Dove hunting season one step closer to reality
Published 10:41 am Thursday, April 8, 2004
By By SCOTT NOVAK / Niles Daily Star
Recently the Michigan Senate voted 22-15 to create the state's first dove hunting season.
This has been a hot topic and previously was defeated in several attempts by a narrow margin.
But with the passing of what is commonly known as the "Dove Bill," House resolution HB 5029 now goes back to the House for confirmation before heading to Governor Jennifer Granholm's desk to be signed.
The bill narrowly passed the House back in November of 2003.
The Governor, however, has been reported as saying she will veto the bill.
If Gov. Granholm does sign the bill, Michigan will become the 40th state to allow dove hunting. Gov. Granholm has said that she would not sign the bill unless it was voted on in a general election.
The bill calls for a special $2 dove stamp or license with all of the proceeds going to the Department of Natural Resources to be split between the game and nongame divisions.
That would mean millions of additional dollars going toward wildlife management in the DNR budget.
Daily News outdoor columnist Larry Lyons has been following the subject for some time.

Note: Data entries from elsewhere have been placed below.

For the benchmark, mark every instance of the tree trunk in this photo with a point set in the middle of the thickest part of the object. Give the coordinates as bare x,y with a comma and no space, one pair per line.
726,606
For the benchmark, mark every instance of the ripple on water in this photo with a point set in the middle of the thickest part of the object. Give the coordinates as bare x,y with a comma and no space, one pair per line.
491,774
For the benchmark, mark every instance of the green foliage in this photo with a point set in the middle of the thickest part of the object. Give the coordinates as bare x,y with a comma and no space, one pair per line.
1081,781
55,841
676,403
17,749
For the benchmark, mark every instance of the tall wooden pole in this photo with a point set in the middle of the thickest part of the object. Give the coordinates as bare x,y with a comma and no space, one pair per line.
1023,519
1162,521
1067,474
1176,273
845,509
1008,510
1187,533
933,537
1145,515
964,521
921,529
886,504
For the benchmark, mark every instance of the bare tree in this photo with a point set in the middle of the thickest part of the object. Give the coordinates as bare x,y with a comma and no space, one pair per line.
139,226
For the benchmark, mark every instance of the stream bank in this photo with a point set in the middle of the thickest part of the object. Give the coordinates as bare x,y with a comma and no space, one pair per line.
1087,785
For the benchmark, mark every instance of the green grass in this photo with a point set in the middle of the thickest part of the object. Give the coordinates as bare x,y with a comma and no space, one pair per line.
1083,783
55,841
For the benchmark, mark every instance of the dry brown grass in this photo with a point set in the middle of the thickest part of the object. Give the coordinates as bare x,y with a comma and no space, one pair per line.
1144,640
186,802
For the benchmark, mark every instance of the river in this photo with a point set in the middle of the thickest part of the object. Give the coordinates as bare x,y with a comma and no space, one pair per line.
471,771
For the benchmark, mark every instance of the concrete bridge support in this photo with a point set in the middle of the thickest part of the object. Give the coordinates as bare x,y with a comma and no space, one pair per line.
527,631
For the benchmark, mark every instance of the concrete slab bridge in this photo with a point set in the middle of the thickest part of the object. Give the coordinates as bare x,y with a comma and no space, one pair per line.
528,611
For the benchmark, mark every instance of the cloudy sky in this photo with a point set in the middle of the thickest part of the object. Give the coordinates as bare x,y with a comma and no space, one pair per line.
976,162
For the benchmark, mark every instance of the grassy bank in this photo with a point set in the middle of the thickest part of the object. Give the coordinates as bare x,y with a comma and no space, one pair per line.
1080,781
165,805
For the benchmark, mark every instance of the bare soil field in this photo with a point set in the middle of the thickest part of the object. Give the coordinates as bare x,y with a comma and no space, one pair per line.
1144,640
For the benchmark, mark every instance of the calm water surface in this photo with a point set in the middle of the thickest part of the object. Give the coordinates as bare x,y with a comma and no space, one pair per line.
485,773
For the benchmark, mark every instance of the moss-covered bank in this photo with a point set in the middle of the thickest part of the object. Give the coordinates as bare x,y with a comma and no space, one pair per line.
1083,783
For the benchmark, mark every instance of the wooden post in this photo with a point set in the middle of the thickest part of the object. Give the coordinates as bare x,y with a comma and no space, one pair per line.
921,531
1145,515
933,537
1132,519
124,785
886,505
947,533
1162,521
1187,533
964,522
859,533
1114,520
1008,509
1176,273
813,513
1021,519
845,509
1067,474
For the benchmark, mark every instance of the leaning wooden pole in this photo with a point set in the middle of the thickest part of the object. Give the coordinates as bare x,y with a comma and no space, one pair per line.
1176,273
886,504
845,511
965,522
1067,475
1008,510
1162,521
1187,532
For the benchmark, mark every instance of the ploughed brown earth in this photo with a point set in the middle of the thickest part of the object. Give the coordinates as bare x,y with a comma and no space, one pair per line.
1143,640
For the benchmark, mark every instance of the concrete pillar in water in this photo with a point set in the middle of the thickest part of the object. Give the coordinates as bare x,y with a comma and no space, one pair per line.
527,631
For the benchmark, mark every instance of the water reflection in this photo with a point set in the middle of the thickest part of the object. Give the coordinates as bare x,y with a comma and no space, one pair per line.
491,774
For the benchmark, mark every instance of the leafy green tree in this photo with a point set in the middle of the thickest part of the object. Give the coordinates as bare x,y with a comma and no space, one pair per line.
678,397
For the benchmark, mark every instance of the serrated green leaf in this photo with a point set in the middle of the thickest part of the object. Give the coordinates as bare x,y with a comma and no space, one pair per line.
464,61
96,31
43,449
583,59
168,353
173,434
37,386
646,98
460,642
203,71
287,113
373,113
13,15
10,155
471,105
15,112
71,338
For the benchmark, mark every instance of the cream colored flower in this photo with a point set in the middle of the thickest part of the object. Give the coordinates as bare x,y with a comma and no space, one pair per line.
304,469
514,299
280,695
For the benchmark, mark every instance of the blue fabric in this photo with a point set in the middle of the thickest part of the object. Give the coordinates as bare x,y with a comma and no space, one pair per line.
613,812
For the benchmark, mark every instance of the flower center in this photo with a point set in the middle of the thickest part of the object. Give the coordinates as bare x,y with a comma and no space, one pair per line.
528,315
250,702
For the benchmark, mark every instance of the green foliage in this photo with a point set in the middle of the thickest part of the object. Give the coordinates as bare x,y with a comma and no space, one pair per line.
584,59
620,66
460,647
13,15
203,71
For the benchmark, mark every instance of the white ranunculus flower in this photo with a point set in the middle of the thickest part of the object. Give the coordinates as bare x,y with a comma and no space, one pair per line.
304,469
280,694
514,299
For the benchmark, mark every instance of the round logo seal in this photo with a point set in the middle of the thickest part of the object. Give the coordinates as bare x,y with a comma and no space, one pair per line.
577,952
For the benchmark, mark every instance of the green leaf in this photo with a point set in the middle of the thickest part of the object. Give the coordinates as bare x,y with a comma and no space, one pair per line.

In a column he wrote for the Daily News on Nov. 5, 2003, Lyons said that all of Michigan's neighboring states have dove hunting seasons. He added that despite the controversy of the subject, doves are the country's "prevelant and popular game bird."
According to Lyons, "Doves are strictly seed and grain eaters and with wheat, corn and soy beans covering much of rural America… For nearly 40 years their population nationwide has remained at a relatively stable 400-500 million birds. Many experts claim they even outnumber English sparrows and house finches."
But the problem is, people perceive that doves will be eliminated by hunting.
Lyons said common concerns include:
In reality, city doves and rural doves tend to be distinctly separate according to Lyons.
In states where hunting does take place, it usually is done in and around crop fields where the birds flock in large numbers to feed on the grain.
Figures point to the fact that Michigan's dove population is between eight and 10 million birds with the largest portion of that population residing in the southern lower third of the state.
Most doves migrate south for the winter, usually to Texas, Louisiana and Mississippi, as well as Alabama, George and Florida.
From a hunter's perspective, Lyons wrote on Nov. 5 that "at this point a lot of Michigan hunters go to Indiana and Ohio to dove hunt, leaving considerable amounts of cash at the motels, gas stations, restaurants and sporting goods stores of these neighboring states that would otherwise be spent here in Michigan. The DNR also misses out on a lot of license money that would go toward managing all of Michigan's wildlife. Also, dove hunting is great for the elderly and handicapped. Typically hunters simply sit on stands around grain fields and wait for the birds to come in. Since so little effort is involved virtually anyone can participate."
The dove currently is protected under the Federal Migratory Bird Treat Act, which means that controlled hunting is allowed based upon dove population surveys. States that allow dove hunting are responsible for creating their own hunting seasons within federal guidelines.
All of the southern states allow dove hunting among the 39 states that do so. In the midwest, Wisconsin, Illinois, Indiana and Ohio have dove hunting seasons.
Approximately 22.7 million doves are harvested annually.
As expected, the National Rifle Association was thrilled by the Michigan vote.